WIZM-FM
- La Crosse, Wisconsin; United States;
- Broadcast area: La Crosse, Wisconsin
- Frequency: 93.3 MHz
- Branding: Z93

Programming
- Language: English
- Format: Contemporary hit radio
- Affiliations: United Stations Radio Networks

Ownership
- Owner: Mid-West Family Broadcasting; (Family Radio, Inc.);
- Sister stations: WIZM (AM), WKTY, WRQT, KCLH, KQYB

History
- First air date: 1966 (as WWLA)
- Former call signs: WWLA (1966-1976)

Technical information
- Licensing authority: FCC
- Facility ID: 20665
- Class: C
- ERP: 100,000 watts
- HAAT: 165.0 meters (541.3 ft)
- Transmitter coordinates: 43°48′23.00″N 91°22′4.00″W﻿ / ﻿43.8063889°N 91.3677778°W

Links
- Public license information: Public file; LMS;
- Webcast: Listen live
- Website: z933.com

= WIZM-FM =

WIZM-FM (93.3 FM) is a radio station in La Crosse, Wisconsin that plays top 40 and pop music. It airs a contemporary hit radio format. Licensed to La Crosse, Wisconsin, United States, the station serves the La Crosse area. The station is currently owned by Mid-West Family Broadcasting.

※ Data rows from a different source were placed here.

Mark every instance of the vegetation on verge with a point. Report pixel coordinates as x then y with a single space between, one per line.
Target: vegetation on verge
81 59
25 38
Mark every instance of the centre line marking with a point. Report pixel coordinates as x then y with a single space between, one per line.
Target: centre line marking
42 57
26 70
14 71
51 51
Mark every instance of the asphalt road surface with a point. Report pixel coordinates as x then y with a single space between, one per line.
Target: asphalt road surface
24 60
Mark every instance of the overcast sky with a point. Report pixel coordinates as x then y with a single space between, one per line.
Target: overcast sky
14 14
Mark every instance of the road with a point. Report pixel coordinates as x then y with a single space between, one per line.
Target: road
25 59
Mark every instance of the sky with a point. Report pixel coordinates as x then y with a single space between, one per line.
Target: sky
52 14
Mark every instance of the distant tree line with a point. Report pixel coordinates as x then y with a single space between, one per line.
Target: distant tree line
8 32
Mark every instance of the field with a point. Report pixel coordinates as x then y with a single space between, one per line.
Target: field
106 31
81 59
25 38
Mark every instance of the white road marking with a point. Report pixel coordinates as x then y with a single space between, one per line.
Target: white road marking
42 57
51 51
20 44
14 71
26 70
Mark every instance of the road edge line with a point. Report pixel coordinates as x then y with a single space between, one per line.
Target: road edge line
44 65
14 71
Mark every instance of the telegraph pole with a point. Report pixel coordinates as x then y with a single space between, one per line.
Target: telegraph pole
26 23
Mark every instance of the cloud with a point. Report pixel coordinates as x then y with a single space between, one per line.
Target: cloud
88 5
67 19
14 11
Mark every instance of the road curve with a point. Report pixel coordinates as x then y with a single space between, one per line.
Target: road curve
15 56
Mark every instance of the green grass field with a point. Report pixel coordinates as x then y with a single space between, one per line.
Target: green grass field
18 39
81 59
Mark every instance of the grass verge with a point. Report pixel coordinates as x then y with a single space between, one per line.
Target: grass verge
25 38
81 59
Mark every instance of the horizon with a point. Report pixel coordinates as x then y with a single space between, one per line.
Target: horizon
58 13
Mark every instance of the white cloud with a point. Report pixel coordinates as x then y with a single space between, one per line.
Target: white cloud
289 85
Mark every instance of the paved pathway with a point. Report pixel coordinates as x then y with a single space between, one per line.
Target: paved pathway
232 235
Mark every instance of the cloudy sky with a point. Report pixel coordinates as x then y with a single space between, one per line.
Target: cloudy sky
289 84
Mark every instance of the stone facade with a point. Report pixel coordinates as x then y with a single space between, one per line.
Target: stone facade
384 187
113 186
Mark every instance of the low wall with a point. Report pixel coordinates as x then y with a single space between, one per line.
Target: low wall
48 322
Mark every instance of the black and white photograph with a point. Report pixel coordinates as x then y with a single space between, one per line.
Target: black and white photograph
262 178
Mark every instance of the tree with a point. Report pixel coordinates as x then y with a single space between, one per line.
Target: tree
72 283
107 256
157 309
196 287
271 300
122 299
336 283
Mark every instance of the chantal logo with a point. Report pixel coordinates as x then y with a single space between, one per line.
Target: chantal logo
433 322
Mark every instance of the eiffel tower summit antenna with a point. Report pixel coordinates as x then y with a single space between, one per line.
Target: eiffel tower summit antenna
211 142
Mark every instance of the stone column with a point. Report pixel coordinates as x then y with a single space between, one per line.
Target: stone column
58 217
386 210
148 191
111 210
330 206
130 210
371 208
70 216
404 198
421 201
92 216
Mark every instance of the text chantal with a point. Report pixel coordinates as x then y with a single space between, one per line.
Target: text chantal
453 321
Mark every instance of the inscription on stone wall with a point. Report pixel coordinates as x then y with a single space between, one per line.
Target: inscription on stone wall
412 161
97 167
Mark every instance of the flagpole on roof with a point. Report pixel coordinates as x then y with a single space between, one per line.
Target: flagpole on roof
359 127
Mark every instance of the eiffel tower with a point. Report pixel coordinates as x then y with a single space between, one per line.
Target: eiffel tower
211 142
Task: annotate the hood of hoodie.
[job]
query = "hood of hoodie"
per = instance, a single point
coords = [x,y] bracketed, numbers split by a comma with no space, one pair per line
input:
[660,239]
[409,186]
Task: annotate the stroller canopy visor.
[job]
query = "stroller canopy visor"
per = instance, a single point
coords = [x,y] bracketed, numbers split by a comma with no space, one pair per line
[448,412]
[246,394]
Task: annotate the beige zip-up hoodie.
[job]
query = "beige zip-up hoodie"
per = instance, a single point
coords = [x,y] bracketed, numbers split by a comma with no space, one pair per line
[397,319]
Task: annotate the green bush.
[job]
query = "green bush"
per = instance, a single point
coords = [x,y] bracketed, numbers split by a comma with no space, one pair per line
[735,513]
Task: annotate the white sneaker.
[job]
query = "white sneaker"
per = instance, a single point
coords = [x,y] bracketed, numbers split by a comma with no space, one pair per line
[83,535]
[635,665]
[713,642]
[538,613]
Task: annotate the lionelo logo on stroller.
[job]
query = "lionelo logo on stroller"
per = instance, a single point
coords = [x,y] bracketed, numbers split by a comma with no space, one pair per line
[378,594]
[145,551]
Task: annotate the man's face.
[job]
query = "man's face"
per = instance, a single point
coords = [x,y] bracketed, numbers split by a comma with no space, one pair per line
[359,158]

WIZM-FM is the Local Primary-1 (LP-1) station for the Emergency Alert System for La Crosse and throughout the Southwest Region of the state.

==History==
On November 27, 1963, the Federal Communications Commission (FCC) granted William E. and Louise A. Bruring a construction permit for a new Class C FM station on 93.3 MHz in La Crosse. The Brurings each held a 50-percent interest and also owned a communications-equipment business; the original permit authorized 51,000 watts effective radiated power (ERP) and an antenna approximately 490 feet (150 m) height above average terrain (HAAT). The station was assigned the call sign WWLA. On August 20, 1965, the FCC modified the permit to authorize 100,000 watts ERP and 540 feet (165 m) HAAT, along with changes to the antenna, transmitter and studio locations.

A reception-verification letter signed by William Bruring in 1975 gave December 6, 1966, as the date WWLA went on the air. The FCC issued the station's first license on December 20, 1967, specifying 100,000 watts ERP and 540 feet HAAT.

WWLA initially programmed beautiful music, according to a later station retrospective. In August 1974, Billboard still characterized WWLA-FM as a beautiful-music operation but reported that it was scheduling oldies throughout the day and more current music during the evening; program director Gary DeMaroney said its playlist included 30 current records. The station retrospective dated WWLA's conversion to a Top 40 format to 1974 and stated that it was using the "LA-93" name by early 1976.

The FCC received an application on March 15, 1976, to assign WWLA's license from the Brurings to Family Radio, Inc., owner of the separately licensed WIZM on 1410 AM. Broadcasting reported that the transaction had been announced on March 24 and valued it at $250,000 plus a $48,000 noncompetition agreement; the filing attributed the sale to William Bruring's health. The FCC granted the assignment on May 20, and it became effective on June 15. The commission granted a move of the main studio to County Trunk B in Medary on June 17, and the call sign became WIZM-FM on July 6. According to the station retrospective, Family Radio adopted the "Z-93" name following the acquisition.

In 1982, WIZM-FM sought authority to relocate its transmitter, increase its antenna height to approximately 1,021 feet (311 m) HAAT and alter its transmitter power output; the application was announced on August 20. The FCC granted the construction permit on November 17. By 1988, FM Atlas and Station Directory listed WIZM-FM as "Z-93", operating with 100,000 watts ERP and 311 m HAAT.

On February 12, 2013, WIZM-FM's morning program played a recording of a false Emergency Alert System warning about a "zombie attack" that had been broadcast in Montana. Because WIZM-FM was the local primary Emergency Alert System station, the recording's alert tones activated equipment at television station WKBT-DT, which automatically relayed the false message and the radio hosts' laughter. WIZM-FM manager Brian Michaels apologized for the broadcast, while WKBT adjusted its alert equipment to reduce the possibility of a recurrence. In a 2016 rulemaking notice, the FCC described WIZM-FM's triggering of the television station's alert system as inadvertent.

The FCC renewed Family Radio's license on November 20, 2020, identifying the station as WIZM-FM, Facility ID 20665, on 93.3 MHz at La Crosse. In July 2026, the station's website identified the operation with Mid-West Family La Crosse and used the Z93 name for its hit-music programming.